Et c’est là que Jackson nous tue, nous, plus la gamine : le Paradis pour lui, c’est l’enfer pour nous. Sans déc : entre les fantasmes de la pucelle (le portrait du trop sexxxxxxxy boyfriend sur un lac une nuit de pleine lune… ah ben ça y est j’ai vomi), la débauche d’effets LSD et les ficelles narratives grosses comme des cordes d’amarrage (la fille qui vient aider Suzie… Non non, on ne sait pas qui c’est et pourquoi elle est là, non non, sinon on fera semblant qu’on sait pas promis !), le côté au-delà du film ressemble à un patchwork de mièvreries et de kitsch, contrastant totalement (genre yin et yang) de l’ambiance tendue et sombre de la partie thriller du film. Si j’étais mesquin (et je le suis), je dirais même que Peter Jackson devrait changer de lunettes, parce qu’au passage monsieur semble avoir délaisser Weta au profit de geeks de 15 ans s’amusant avec After Effects tant les effets spéciaux sont immondes.

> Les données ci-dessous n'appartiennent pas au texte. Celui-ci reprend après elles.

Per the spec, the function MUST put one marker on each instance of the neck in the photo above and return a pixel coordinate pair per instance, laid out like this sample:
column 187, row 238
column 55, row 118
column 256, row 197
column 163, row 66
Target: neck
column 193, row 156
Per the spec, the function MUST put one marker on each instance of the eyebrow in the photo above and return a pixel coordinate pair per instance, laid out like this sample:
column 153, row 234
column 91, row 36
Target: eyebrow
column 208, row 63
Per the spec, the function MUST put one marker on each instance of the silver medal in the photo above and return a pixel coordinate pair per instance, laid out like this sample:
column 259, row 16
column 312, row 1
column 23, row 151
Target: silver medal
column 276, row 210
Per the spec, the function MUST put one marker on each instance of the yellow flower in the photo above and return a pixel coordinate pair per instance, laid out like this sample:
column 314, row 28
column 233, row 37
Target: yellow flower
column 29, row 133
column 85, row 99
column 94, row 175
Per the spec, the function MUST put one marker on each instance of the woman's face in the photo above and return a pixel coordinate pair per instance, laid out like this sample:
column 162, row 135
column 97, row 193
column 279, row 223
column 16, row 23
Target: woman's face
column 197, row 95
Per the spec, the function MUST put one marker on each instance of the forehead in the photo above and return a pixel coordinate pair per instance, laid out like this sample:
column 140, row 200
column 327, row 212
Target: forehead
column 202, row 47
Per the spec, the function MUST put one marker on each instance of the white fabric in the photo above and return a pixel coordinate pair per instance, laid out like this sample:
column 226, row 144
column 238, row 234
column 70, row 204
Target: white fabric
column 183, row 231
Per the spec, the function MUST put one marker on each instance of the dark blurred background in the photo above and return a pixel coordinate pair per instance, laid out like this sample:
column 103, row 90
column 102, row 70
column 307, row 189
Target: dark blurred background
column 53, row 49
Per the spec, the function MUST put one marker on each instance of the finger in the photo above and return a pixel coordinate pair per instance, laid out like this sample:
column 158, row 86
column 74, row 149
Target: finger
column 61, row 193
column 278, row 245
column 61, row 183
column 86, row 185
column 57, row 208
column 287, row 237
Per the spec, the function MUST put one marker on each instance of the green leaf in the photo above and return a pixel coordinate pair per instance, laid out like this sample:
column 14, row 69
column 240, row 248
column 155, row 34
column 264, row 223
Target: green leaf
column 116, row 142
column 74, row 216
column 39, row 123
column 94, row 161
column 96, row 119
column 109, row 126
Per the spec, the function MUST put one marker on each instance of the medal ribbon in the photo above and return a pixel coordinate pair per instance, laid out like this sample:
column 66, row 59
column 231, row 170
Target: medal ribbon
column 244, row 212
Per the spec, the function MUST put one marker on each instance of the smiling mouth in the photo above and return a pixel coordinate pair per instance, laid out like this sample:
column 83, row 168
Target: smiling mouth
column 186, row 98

Et ce n’est pas le scénario, très pauvre (les retournements de situation annoncés une demi-heure à l’avance, tirés en longueur… Y a des débiles dans la salle ?) et limite douteux (le message final… gné ?) qui sauvera le film. Un peu le casting, il est vrai : la jeune fille ne joue pas trop mal (il faut dire que son regard est très particulier), Susan Sarandon excelle dans le rôle de la belle-mère à la fuck attitude, Mark Whalberg et Rachel Weisz tentant eux de subsister dans des rôles qu’ils ont parfois du mal à endosser malgré leurs efforts.
Mais c’est donc surtout à Peter Jackson que l’on en veut, ratant son sujet (le deuil, la mort) au profit d’une débauche d’effets qui n’ont rien à faire là (et l’excuse du Paradis vu par une gamine de 14 ans, il peut se la tailler en biseau) et d’une fainéantise sur la moitié du film alors que quand il bosse (les séquences avec Tucci), il atteint de grands moments (où on pardonnerait presque cette manie d’intégrer du DV dans les longs métrages pour le moment). S’il continue comme ça, Jackson ne fera plus de vieux os.